Theorem: $(q_{i\in V}, q_{c\in C})$ satisfy the constraints if and only if there exists a joint probability distribution $q'\in Q$ whose marginals are given by $(q_{i\in V}, q_{c\in C})$.

The proof of the theorem is relatively straightforward. First, given some $(q_{i\in V}, q_{c\in C})$ satisfying the constraints, we can construct $q'\in Q$ as follows. For each $i$, choose $y_i \in \arg \max_{x_i} q_i(x_i)$. As $q_i$ is maximized at the choice of $x_i \in \{1,\dots, d\}$ such that $q_i(x_i) = 1$, $y_i$ is uniquely determined. Let $q'$ be the probability distribution that places all of its mass on the assignment $y$. We can easily verify that marginals of $q'$ are exactly those given by $q_{i\in V}$ and $q_{c\in C}$.

For the other direction, given $q' \in Q$ we select $q_i(x_i) = q'_i(x_i)$ for all $i\in V$ and all $x_i\in\{1,\ldots,d\}$ and $q_c(x_c) = q'_c(x_c)$ for all $c\in C, x_c\in\{1,\ldots,d\}^{|c|}$. This choice of marginals satisfies the constraints by definition.

The above argument allows us to reformulate the MAP problem as \begin{eqnarray} {\arg \max_{q\in Q}} \sum_{c\in C} \sum_{x_c} q_c(x_c) \log \psi_c(x_c) = {\arg \max_{(q_{i\in V}, q_{c\in C}) \in M}} \sum_{c\in C} \sum_{x_c} q_c(x_c) \log \psi_c(x_c). \end{eqnarray} For simplicity we often write this as ${\arg \max_{q \in M}} \sum_{c\in C} \sum_{x_c} q_c(x_c) \log \psi_c(x_c)$.

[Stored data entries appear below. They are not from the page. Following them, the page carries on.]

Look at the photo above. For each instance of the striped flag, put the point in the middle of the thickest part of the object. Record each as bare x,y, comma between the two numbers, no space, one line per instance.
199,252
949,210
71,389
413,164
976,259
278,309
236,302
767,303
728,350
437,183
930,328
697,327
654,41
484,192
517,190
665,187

The Local Marginal Polytope

Finally, we have all of the ingredients that we need in order to construct an approximate version of the MAP optimization problem. The optimization problem \begin{eqnarray} {\arg \max_{(q_{i\in V}, q_{c\in C}) \in M}} \sum_{c\in C} \sum_{x_c} q_c(x_c) \log \psi_c(x_c) \end{eqnarray} is sometimes referred to as an integer programming problem. Integer programming problems are constrained optimization problems in which you are asked to maximize a linear function over vectors of integers subject to a series of linear constraints. Integer programming problems are in general NP-hard. However, linear programming problems, in which you are asked to maximize a linear function over vectors of real numbers subject to a series of linear constraints, are known to be solvable in polynomial time. We can always obtain a linear programming problem from an integer programming problem by relaxing the integrality constraint. Speifically, consider the local marginal polytope, $L$, which is obtained by relaxing the integrality constraint in the marginal polytope. A collection of marginals $(q_{i\in V}, q_{c\in C}) \in L$ if \begin{align*} &\text{For all }c\in C, i\in c, x_i\in\{1,\ldots,d\},& \sum_{x'_c:x'_i = x_i} q_c(x'_c) = q_i(x_i)\\ &\text{For all }i\in V,& \sum_{x_i} q_i(x_i) = 1\\ &\text{For all }i\in V, x_i\in\{1,\ldots,d\},& q_i(x_i)\in [0,1]\\ &\text{For all }c\in C, x_c\in\{1,\ldots,d\}^{|c|},& q_c(x_c)\in [0,1]. \end{align*}

Notice that the only difference between $M$ and $L$ are the final two constraints. As $M \subseteq L$ we must have that \begin{eqnarray} {\max_{(q_{i\in V}, q_{c\in C}) \in M}} \sum_{c\in C} \sum_{x_c} q_c(x_c) \log \psi_c(x_c) \leq {\max_{(q_{i\in V}, q_{c\in C}) \in L}} \sum_{c\in C} \sum_{x_c} q_c(x_c) \log \psi_c(x_c). \end{eqnarray} Sometimes these two optimization problems are equivalent, though this is typically not the case. However, we are often willing to settle for an upper bound on the MAP problem in practice as linear programming problems can be solved in polynomial time while the exact MAP inference problem does not typically admit a polynomial time solution for arbitrary MRFs.